Record -> Replay -> Gate in CI
The canonical RunLedger workflow: record tool calls once, replay them in CI, and block regressions with hard contracts and budgets.
Direct Answer
Record tool calls once in development, replay them deterministically in CI, and gate merges when outputs, contracts, or budgets regress.
Quick Decision
| Use this Golden Path when | Consider alternatives when |
|---|---|
| Your agent calls tools and you need deterministic CI gates. | You only need qualitative scoring without merge gates. |
| You want stable, fast CI that never hits external APIs. | You need live tool calls in CI every run. |
The problem this solves
Tool-using agents regress silently. Live tool calls make CI slow and flaky. RunLedger replaces live calls with recorded cassettes so CI is deterministic and fast.
Step 1: Record
Record a live run locally to capture tool calls and responses into a cassette.
pipx install runledger
runledger init
runledger run ./evals/demo --mode record
Step 2: Replay
Promote a baseline from a known-good run, then replay deterministically in CI.

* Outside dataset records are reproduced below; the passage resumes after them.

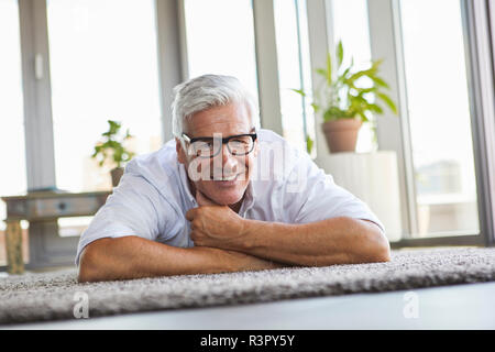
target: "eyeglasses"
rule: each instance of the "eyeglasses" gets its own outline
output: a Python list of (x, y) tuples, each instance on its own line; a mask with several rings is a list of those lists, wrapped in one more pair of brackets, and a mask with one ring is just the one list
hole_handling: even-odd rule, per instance
[(189, 144), (189, 155), (201, 158), (212, 158), (218, 155), (223, 144), (227, 144), (229, 153), (234, 156), (248, 155), (254, 150), (256, 138), (256, 133), (245, 133), (227, 138), (198, 136), (191, 139), (183, 133), (183, 139)]

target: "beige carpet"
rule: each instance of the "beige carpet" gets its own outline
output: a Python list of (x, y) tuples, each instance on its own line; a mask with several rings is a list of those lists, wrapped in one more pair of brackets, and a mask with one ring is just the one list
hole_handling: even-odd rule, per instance
[(78, 284), (76, 271), (0, 278), (0, 323), (495, 280), (495, 249), (394, 251), (388, 263)]

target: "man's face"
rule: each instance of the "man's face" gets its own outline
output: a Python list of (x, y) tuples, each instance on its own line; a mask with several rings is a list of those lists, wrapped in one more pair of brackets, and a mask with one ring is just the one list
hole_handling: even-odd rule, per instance
[[(253, 125), (245, 106), (231, 103), (195, 113), (184, 130), (189, 139), (213, 136), (226, 139), (253, 133)], [(217, 143), (218, 146), (220, 144)], [(178, 161), (186, 166), (196, 189), (219, 205), (235, 205), (242, 200), (257, 155), (257, 142), (254, 142), (254, 150), (251, 153), (242, 156), (232, 155), (227, 143), (221, 144), (220, 152), (211, 158), (189, 155), (188, 143), (185, 147), (186, 150), (176, 139)], [(191, 172), (200, 173), (202, 177), (196, 180), (198, 177), (191, 177)]]

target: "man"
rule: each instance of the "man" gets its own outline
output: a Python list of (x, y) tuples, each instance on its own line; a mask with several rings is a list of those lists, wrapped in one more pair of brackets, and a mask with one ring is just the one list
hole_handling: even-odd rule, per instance
[(79, 280), (388, 261), (366, 205), (255, 107), (233, 77), (178, 85), (175, 140), (128, 164), (81, 235)]

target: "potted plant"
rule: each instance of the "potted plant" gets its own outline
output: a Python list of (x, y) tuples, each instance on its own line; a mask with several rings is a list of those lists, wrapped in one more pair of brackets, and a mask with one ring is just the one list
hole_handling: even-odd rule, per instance
[(97, 158), (100, 166), (110, 163), (112, 169), (110, 172), (112, 177), (112, 186), (119, 185), (120, 178), (124, 172), (124, 165), (135, 155), (133, 152), (123, 146), (124, 141), (132, 138), (129, 129), (125, 135), (122, 135), (120, 129), (122, 124), (118, 121), (108, 120), (109, 130), (101, 134), (102, 139), (96, 144), (92, 158)]
[[(372, 61), (370, 68), (356, 70), (353, 59), (349, 66), (343, 66), (343, 58), (340, 41), (336, 59), (328, 53), (327, 67), (316, 69), (323, 79), (311, 103), (315, 112), (322, 114), (322, 130), (331, 153), (355, 151), (362, 123), (370, 123), (372, 113), (384, 112), (378, 100), (397, 113), (394, 101), (384, 92), (388, 85), (377, 75), (382, 61)], [(302, 89), (293, 90), (306, 97)]]

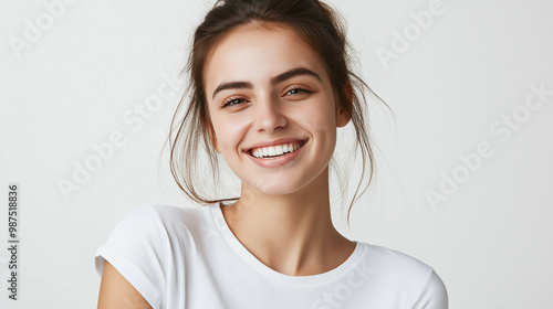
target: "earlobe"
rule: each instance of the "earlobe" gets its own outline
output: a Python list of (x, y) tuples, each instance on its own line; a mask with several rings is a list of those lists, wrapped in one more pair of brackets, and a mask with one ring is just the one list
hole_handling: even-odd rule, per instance
[(206, 129), (207, 129), (208, 135), (209, 135), (209, 140), (211, 141), (211, 145), (213, 146), (215, 151), (221, 153), (221, 151), (219, 151), (219, 143), (217, 142), (217, 135), (215, 134), (213, 128), (211, 127), (211, 125), (206, 125), (206, 122), (204, 122), (204, 125), (206, 126)]
[(336, 126), (344, 127), (352, 119), (352, 109), (353, 109), (353, 87), (352, 84), (347, 83), (345, 86), (345, 96), (347, 98), (346, 106), (348, 110), (345, 110), (342, 105), (337, 107), (336, 110)]

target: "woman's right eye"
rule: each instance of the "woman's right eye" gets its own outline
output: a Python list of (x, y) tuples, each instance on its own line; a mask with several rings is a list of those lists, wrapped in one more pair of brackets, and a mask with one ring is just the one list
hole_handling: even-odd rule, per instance
[(227, 107), (227, 106), (237, 106), (237, 105), (240, 105), (240, 103), (244, 103), (246, 99), (243, 98), (238, 98), (238, 97), (231, 97), (227, 100), (225, 100), (222, 107)]

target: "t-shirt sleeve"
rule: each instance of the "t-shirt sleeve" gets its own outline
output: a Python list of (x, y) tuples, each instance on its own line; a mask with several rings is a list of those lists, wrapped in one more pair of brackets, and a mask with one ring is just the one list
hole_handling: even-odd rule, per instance
[(446, 286), (436, 271), (430, 273), (422, 294), (414, 309), (448, 309), (448, 294)]
[(154, 309), (160, 308), (167, 245), (167, 233), (156, 209), (137, 207), (122, 219), (97, 249), (96, 271), (102, 276), (104, 262), (109, 262)]

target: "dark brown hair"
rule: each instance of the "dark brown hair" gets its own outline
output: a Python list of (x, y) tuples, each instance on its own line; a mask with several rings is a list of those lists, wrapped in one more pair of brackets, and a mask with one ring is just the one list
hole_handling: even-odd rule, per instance
[[(186, 67), (182, 70), (182, 73), (189, 74), (189, 85), (173, 116), (169, 132), (173, 177), (178, 187), (195, 202), (216, 203), (239, 199), (208, 199), (205, 198), (207, 192), (200, 191), (200, 187), (197, 187), (198, 177), (200, 175), (213, 175), (212, 183), (216, 185), (219, 181), (217, 152), (208, 134), (208, 130), (212, 131), (212, 125), (207, 108), (202, 70), (206, 57), (216, 43), (231, 30), (253, 22), (286, 25), (319, 53), (330, 76), (336, 103), (344, 107), (352, 117), (351, 121), (356, 134), (356, 147), (359, 147), (362, 151), (363, 171), (347, 212), (347, 221), (349, 222), (352, 205), (365, 193), (375, 172), (368, 125), (365, 121), (367, 113), (365, 110), (366, 98), (364, 90), (368, 89), (380, 102), (384, 103), (384, 100), (351, 71), (352, 60), (345, 35), (345, 23), (342, 17), (321, 1), (219, 0), (215, 3), (204, 22), (196, 29), (192, 51)], [(189, 105), (185, 115), (180, 118), (177, 115), (186, 100), (189, 102)], [(386, 105), (386, 103), (384, 104)], [(178, 128), (178, 130), (175, 141), (171, 142), (175, 128)], [(200, 149), (207, 152), (209, 167), (197, 164)], [(369, 180), (359, 193), (365, 178), (367, 159), (371, 164)], [(211, 171), (207, 171), (206, 168), (210, 168)]]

runledger baseline promote --from runledger_out/demo/RUN_ID --to baselines/demo.json
runledger run ./evals/demo --mode replay --baseline baselines/demo.json
Step 3: Gate in CI
Add a CI job that replays cassettes and fails when outputs or budgets regress. This typically completes in under a few minutes.
name: agent-evals
on:
pull_request:
jobs:
evals:
runs-on: ubuntu-latest
steps:
- uses: actions/checkout@v4
- name: Run deterministic evals (replay)
run: runledger run ./evals/demo --mode replay --baseline baselines/demo.json
Expected outputs
- `runledger_out/
/ /report.html` for a shareable summary. - `summary.json`, `junit.xml`, and `run.jsonl` for CI artifacts.
- Non-zero exit codes when assertions or budgets fail.
Failure modes to watch
- Cassette mismatch: tool call args changed or new calls added.
- Schema assertion failures: missing required fields.
- Budget regressions: latency, tool errors, or tool calls exceed caps.
- Baseline regressions: success rate drops or p95 latency increases.
Demo: Local run
pipx install runledger
runledger init
runledger run ./evals/demo --mode record
runledger baseline promote --from runledger_out/demo/RUN_ID --to baselines/demo.json
runledger run ./evals/demo --mode replay --baseline baselines/demo.json
To force a failure, change the agent output or modify a cassette entry and re-run replay.
Demo: GitHub Actions run
name: agent-evals
on:
pull_request:
jobs:
evals:
runs-on: ubuntu-latest
steps:
- uses: actions/checkout@v4
- uses: actions/setup-python@v5
with:
python-version: "3.11"
- run: pip install -e ".[dev]"
- run: runledger run ./evals/demo --mode replay --baseline baselines/demo.json
Tradeoffs
- Requires maintaining cassettes and baselines alongside code.
- Replayed outputs can drift from live systems if not refreshed.
- Still pair with periodic live checks for production parity.
When NOT to use RunLedger
If your agent does not call external tools or you only need qualitative scoring, simpler unit tests or eval frameworks may be sufficient.